Journal
La Juive d’Halévy à l’Opéra de Lyon - Rachel, quand du Seigneur ! – Compte-rendu
Olivier Py la délivre absolument des oripeaux de la tradition, suivant Scribe par un spectacle au cordeau, autant que la musique d’Halévy dont il magnifie le sentiment. Je lui pardonne volontiers la mise en regard facile, inévitable, avec l’actualité des réfugiés, cette scorie attendue ne met pas le moindre bémol à son travail sur la dramaturgie d’une œuvre dont il a compris le fond et le sens quitte à nous la montrer sans apparat, et tant mieux.

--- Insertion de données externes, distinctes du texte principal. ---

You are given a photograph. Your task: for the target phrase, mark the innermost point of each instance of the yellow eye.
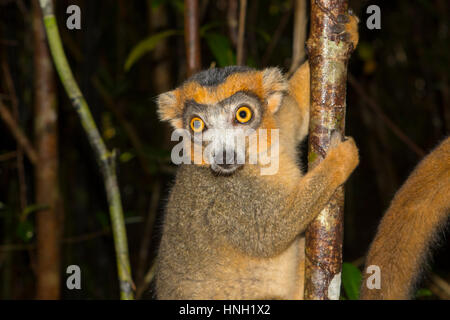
(197, 124)
(243, 114)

Daniele Rustioni le suit à la lettre, refusant la pompe pour cherchez la poésie – le Seder est prodigieux de tension et de recueillement – laissant la foule pour se consacrer aux âmes, faisant entendre cet orchestre merveilleux d’économie où paraissent Mendelssohn, Weber et Wagner (qui défendit La Juive avec éloquence) : il faut être sourd pour ne pas voir qu’il y a de l’Agathe et de l’Elizabeth en Rachel, incarnée par une fabuleuse Rachel Harnisch, timbre diapré, mots éloquents, silhouette fragile mais dressée, fière. Nikolaï Schukoff entraîne Eleazar très loin du côté sombre, mordant, acerbe, terrible de bout en bout, et assumant crânement la tessiture, alors qu’Enea Scala renvoie Leopold à la fatuité du ténor rossinien, vocalises et aigus héroïques d’un velléitaire. Pour Brogni, le bronze de Roberto Scandiuzzi sonne pur luxe, et apporte la touche italienne que le rôle impose. Magnifique le Ruggiero de Vincent Le Texier !

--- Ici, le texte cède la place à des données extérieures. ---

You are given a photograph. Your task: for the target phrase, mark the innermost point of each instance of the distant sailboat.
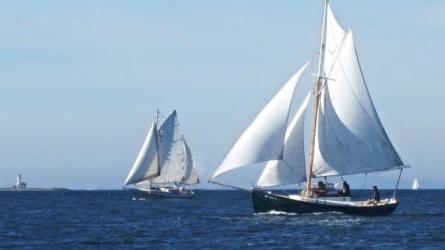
(416, 185)
(347, 137)
(164, 165)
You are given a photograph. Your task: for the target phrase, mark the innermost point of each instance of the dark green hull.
(266, 201)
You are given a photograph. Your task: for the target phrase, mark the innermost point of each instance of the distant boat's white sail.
(146, 165)
(292, 168)
(171, 151)
(191, 175)
(350, 138)
(416, 184)
(263, 139)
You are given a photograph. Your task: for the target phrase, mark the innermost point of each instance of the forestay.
(191, 175)
(292, 168)
(263, 139)
(146, 165)
(350, 138)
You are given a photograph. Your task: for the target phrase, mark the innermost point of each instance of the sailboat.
(346, 138)
(416, 185)
(164, 165)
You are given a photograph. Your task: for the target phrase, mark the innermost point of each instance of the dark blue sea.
(211, 220)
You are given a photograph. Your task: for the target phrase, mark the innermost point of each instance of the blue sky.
(80, 81)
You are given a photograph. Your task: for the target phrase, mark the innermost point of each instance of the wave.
(275, 212)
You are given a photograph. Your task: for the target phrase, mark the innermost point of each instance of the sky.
(80, 81)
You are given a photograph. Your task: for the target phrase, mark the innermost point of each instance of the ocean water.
(211, 220)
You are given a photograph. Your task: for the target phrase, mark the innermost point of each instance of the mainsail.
(146, 165)
(263, 140)
(176, 161)
(165, 157)
(347, 135)
(350, 138)
(292, 168)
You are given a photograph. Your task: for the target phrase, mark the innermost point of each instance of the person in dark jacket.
(375, 194)
(345, 190)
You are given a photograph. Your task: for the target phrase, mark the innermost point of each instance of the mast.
(317, 90)
(157, 143)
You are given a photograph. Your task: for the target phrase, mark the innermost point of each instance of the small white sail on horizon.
(165, 158)
(146, 165)
(416, 185)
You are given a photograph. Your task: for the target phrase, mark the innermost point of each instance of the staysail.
(292, 168)
(350, 138)
(263, 140)
(146, 165)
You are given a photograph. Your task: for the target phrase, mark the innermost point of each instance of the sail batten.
(263, 140)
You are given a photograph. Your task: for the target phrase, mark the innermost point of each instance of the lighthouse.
(20, 184)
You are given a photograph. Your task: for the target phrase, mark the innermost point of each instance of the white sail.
(350, 138)
(171, 152)
(292, 168)
(263, 139)
(146, 165)
(416, 184)
(191, 175)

Avec Eudoxie, Olivier Py s’amuse un peu : Sabina Puértolas lui obéit au doigt et à la voix, mais sans avoir le rêve de belcanto, et la tenue noble qu’y met aujourd’hui Annick Massis, une reine et non pas une princesse d’opérette.
C’est broutille ; je sortais du spectacle transporté, certain d’avoir compris enfin ce chef-d’œuvre.